Il semble probable qu'ils seront inondés de demandes de retrait de personnes comme Hood, ainsi que de violations du droit d'auteur.
S'ils peuvent supprimer des entrées individuelles de l'index d'un moteur de recherche, les choses ne sont pas si simples avec les modèles d'IA.
Pour répondre à ces problèmes, un groupe de scientifiques est en train de forger un nouveau domaine appelé " désapprentissage automatique " qui tente d'entraîner les algorithmes à " oublier " les morceaux de données offensants.
Un expert en la matière, Meghdad Kurmanji, de l'université de Warwick en Grande-Bretagne, a déclaré à l'AFP que le sujet avait commencé à susciter un réel intérêt au cours des trois ou quatre dernières années.
Parmi ceux qui en ont pris note se trouve Google DeepMind, la branche IA du géant californien d'un billion de dollars.
Les experts de Google ont co-écrit un article avec Kurmanji publié le mois dernier qui proposait un algorithme pour nettoyer certaines données de grands modèles de langage – les algorithmes qui sous-tendent ChatGPT et le chatbot Bard de Google.
Google a également lancé en juin un concours permettant à d'autres d'affiner les méthodes de désapprentissage, qui a jusqu'à présent attiré plus de 1 000 participants.
Kurmanji a déclaré que le désapprentissage pourrait être un " outil très intéressant " permettant aux moteurs de recherche de gérer les demandes de retrait en vertu des lois sur la confidentialité des données, par exemple.
Il a également déclaré que son algorithme avait obtenu de bons résultats aux tests visant à supprimer le matériel protégé par le droit d'auteur et à corriger les biais.
Cependant, les élites de la Silicon Valley ne sont pas toutes enthousiastes.
Yann LeCun, responsable de l'IA chez Meta, propriétaire de Facebook, qui investit également des milliards dans la technologie de l'IA, a déclaré à l'AFP que l'idée du désapprentissage automatique figurait loin dans sa liste de priorités.

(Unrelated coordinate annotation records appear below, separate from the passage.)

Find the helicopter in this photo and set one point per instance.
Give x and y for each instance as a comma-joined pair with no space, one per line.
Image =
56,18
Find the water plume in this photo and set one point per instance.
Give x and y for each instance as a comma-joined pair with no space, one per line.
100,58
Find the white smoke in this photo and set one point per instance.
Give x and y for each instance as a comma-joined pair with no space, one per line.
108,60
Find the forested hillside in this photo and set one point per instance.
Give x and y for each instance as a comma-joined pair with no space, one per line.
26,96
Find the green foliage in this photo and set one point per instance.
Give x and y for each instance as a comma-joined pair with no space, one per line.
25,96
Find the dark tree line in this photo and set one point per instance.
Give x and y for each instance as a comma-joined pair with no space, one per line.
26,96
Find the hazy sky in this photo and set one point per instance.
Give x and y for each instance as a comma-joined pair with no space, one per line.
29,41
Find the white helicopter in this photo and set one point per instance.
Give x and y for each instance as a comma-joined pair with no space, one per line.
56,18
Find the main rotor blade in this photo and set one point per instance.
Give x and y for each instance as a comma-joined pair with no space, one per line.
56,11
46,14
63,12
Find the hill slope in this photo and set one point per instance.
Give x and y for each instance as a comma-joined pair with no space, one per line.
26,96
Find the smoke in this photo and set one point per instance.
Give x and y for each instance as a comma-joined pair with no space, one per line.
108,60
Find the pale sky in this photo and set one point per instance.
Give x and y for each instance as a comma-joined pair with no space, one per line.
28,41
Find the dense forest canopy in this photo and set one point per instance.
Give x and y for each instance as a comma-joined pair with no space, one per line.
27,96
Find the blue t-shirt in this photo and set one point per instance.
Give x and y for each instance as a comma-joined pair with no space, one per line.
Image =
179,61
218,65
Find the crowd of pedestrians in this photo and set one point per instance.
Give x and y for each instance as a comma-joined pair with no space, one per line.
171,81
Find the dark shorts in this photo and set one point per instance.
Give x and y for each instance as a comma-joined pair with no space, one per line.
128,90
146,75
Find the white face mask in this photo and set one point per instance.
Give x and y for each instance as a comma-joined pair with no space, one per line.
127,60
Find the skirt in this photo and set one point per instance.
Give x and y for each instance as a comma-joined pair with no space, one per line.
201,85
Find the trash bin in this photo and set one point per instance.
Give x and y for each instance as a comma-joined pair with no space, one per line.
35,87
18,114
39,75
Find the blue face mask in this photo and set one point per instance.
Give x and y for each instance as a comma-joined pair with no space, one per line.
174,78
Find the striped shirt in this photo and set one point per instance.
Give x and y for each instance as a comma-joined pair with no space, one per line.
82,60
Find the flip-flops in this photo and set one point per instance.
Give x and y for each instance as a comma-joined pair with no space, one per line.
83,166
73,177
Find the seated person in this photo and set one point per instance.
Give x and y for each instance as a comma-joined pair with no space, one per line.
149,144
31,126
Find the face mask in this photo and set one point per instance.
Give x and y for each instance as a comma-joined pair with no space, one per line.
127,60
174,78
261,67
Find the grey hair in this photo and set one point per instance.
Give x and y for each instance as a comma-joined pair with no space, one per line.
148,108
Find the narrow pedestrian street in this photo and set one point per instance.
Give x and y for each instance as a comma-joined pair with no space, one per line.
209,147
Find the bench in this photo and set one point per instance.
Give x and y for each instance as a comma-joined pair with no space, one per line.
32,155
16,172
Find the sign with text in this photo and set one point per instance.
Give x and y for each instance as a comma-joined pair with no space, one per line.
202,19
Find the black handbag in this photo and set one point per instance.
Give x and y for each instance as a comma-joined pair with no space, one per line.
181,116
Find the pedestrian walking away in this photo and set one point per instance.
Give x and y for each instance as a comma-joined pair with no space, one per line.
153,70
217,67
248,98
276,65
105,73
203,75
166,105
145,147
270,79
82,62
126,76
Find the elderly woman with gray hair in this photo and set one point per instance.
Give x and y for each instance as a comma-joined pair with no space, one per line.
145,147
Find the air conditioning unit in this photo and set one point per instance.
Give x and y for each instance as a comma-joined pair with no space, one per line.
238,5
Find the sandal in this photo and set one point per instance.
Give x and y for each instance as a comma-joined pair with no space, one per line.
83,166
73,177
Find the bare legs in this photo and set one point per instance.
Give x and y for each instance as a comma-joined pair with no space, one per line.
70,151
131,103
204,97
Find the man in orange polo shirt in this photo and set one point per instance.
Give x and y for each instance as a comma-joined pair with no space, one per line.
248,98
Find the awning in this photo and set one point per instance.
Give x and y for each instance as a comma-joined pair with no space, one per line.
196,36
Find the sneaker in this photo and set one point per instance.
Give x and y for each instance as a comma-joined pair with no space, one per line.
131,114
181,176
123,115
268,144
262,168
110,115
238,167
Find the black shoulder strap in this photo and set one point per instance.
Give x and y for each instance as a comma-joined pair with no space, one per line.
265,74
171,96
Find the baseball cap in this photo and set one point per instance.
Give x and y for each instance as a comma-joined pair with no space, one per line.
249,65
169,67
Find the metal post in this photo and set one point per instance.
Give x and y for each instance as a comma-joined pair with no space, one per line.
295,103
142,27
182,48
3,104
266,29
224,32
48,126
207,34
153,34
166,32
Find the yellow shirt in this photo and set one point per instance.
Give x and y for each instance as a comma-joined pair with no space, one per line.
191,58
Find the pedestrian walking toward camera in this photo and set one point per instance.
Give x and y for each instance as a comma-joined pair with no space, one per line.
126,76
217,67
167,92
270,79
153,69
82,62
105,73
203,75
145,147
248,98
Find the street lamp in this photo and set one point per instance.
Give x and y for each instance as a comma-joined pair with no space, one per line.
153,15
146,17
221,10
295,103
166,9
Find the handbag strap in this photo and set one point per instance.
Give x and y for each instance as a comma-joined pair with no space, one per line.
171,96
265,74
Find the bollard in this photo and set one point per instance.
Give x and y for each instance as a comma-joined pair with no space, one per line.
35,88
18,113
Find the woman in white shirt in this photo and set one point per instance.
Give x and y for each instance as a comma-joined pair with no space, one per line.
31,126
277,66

"Je ne dis pas que c'est inutile, inintéressant ou faux", a-t-il déclaré à propos de l'article rédigé par Kurmanji et d'autres. "Mais je pense qu'il y a des sujets plus importants et plus urgents."
LeCun a déclaré qu'il s'efforçait de permettre aux algorithmes d'apprendre plus rapidement et de récupérer les faits plus efficacement plutôt que de leur apprendre à oublier.
Mais il semble y avoir une large acceptation dans le monde universitaire du fait que les entreprises d'IA devront pouvoir supprimer des informations de leurs modèles pour se conformer à des lois telles que le règlement européen sur la protection des données (RGPD).
"La possibilité de supprimer des données des ensembles de formation est un aspect essentiel pour l'avenir", a déclaré Lisa Given de l'Université RMIT de Melbourne en Australie.
Cependant, elle a souligné qu'on ignorait tellement de choses sur la manière dont les modèles fonctionnaient - et même sur les ensembles de données sur lesquels ils étaient formés - qu'une solution pourrait être encore loin.
Michael Rovatsos, de l'Université d'Édimbourg, pourrait également constater l'apparition de problèmes techniques similaires, en particulier si une entreprise était bombardée de demandes de retrait.
Il a ajouté que le désapprentissage ne résolvait en rien les questions plus larges concernant l'industrie de l'IA, comme la façon dont les données sont collectées, qui profite de leur utilisation ou qui assume la responsabilité des algorithmes qui causent des dommages.
"La solution technique n'est pas la panacée", a-t-il déclaré.
Alors que la recherche scientifique en est à ses balbutiements et que la réglementation est quasiment inexistante, Brian Hood – qui est un fan de l'IA malgré son expérience avec ChatGPT – a suggéré que nous étions encore à l'ère des solutions démodées.
"Quand il s'agit de ces chatbots qui génèrent des déchets, les utilisateurs n'ont qu'à tout vérifier", a-t-il déclaré.